Abstract
Background:
The 13C urea breath test (13C-UBT) is the gold standard for detecting Helicobacter pylori infection. H. pylori pathogenesis in patients with hepatitis B virus (HBV) and related diseases remains obscure. We used 13C-UBT to detect H. pylori infection in patients with chronic HBV infection, HBV-related cirrhosis, HBV-related hepatic carcinoma, and other chronic hepatic diseases.
Methods:
A total of 131 patients with chronic hepatitis B (HB), 179 with HBV-related cirrhosis, 103 with HBV-related hepatic carcinoma, 45 with HBV-negative hepatic carcinoma, and 150 controls were tested for H. pylori infection using 13C-UBT. We compared H. pylori infection rate, liver function, complications of chronic hepatic disease, serum HBV-DNA, serum alpha-fetoprotein (AFP), and portal hypertensive gastropathy (PHG) incidence among groups.
Results:
HBV-related cirrhosis was associated with the highest H. pylori infection rate (79.3%).

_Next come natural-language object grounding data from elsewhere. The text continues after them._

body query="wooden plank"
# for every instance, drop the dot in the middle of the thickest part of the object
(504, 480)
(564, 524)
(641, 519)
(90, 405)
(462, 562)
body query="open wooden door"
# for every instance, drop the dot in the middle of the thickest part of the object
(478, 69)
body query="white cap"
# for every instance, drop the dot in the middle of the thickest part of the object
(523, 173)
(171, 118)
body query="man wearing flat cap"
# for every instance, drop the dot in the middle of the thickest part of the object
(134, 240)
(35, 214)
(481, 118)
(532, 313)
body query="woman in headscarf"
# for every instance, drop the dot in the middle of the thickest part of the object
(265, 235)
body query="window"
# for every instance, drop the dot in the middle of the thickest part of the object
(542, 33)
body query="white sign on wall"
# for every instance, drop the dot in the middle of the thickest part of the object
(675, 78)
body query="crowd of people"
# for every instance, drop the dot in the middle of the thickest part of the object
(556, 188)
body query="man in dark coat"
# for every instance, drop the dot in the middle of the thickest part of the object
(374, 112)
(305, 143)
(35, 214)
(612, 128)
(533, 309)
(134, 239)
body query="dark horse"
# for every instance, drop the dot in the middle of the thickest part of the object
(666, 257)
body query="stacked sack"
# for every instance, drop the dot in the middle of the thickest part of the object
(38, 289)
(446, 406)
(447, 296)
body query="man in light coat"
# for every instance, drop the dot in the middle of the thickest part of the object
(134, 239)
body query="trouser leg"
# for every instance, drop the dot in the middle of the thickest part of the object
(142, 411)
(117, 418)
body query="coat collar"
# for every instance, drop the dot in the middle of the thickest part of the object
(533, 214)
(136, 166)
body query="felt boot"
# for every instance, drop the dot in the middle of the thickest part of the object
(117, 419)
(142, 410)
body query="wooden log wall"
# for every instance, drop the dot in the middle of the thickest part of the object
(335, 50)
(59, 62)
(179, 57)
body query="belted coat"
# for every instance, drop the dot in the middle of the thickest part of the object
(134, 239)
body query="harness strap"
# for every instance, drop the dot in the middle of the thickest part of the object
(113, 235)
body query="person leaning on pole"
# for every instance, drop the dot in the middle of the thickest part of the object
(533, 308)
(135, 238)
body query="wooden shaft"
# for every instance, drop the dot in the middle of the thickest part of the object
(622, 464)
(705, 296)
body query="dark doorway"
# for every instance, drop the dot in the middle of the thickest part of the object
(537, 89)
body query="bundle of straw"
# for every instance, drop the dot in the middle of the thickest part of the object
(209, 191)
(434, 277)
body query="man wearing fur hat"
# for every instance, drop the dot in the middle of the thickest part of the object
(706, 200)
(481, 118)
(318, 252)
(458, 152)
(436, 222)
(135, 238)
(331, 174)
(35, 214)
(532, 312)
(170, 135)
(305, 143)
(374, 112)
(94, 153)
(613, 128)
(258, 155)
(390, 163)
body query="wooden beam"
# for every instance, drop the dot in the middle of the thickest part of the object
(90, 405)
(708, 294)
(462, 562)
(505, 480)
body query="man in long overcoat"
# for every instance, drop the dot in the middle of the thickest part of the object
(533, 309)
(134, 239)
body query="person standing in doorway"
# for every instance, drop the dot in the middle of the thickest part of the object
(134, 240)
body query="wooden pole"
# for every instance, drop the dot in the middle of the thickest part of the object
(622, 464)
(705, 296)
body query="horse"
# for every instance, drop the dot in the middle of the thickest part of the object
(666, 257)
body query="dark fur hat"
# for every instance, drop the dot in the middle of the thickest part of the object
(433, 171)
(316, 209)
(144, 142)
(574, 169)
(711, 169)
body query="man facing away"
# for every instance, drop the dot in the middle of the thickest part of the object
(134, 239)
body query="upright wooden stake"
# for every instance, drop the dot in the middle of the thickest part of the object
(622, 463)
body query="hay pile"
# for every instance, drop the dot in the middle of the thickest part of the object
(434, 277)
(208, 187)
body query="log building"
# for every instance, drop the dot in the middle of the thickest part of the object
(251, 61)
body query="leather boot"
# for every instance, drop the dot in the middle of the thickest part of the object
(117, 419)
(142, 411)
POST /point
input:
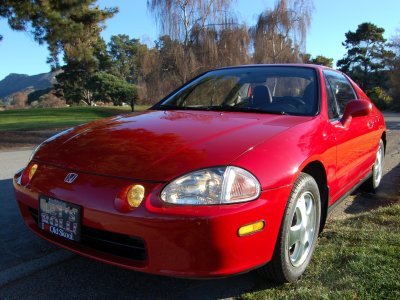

H. pylori infection rate in chronic HB was significantly higher than in the HBV-negative hepatic carcinoma and control groups (P < 0.001). H. pylori infection rate in patients with HBV-DNA ≥103 copies/ml was significantly higher than in those with HBV-DNA <103 copies/ml (76.8% vs. 52.4%, P < 0.001). Prothrombin time (21.3 ± 3.5 s vs. 18.8 ± 4.3 s), total bilirubin (47.3±12.3 μmol/L vs. 26.6 ±7.9 μmol/L), aspartate aminotransferase (184.5 ± 37.6 U/L vs. 98.4 ± 23.5 U/L), blood ammonia (93.4 ± 43.6 μmol/L vs. 35.5 ± 11.7 μmol/L), and AFP (203.4 ± 62.6 μg/L vs. 113.2 ± 45.8 μg/L) in the 13C-UBT-positive group were significantly higher than in the 13C-UBT-negative group (P < 0.01). The incidence rates of esophageal fundus variceal bleeding (25.4% vs. 16.0%), ascites (28.9% vs. 17.8%), and hepatic encephalopathy (24.8% vs. 13.4%) in the 13C-UBT-positive group were significantly higher than in the 13C-UBT-negative group (P < 0.01). The percentages of patients with liver function in Child-Pugh Grade C (29.6% vs. 8.1%) and PHG (43.0% vs. 24.3%) in the 13C-UBT-positive group were significantly higher than in the 13C-UBT-negative group (P < 0.05).
Conclusions:
It is possible that H. pylori infection could increase liver damage caused by HBV. H. pylori eradication should be performed in patients with complicating H. pylori infection to delay hepatic disease progression.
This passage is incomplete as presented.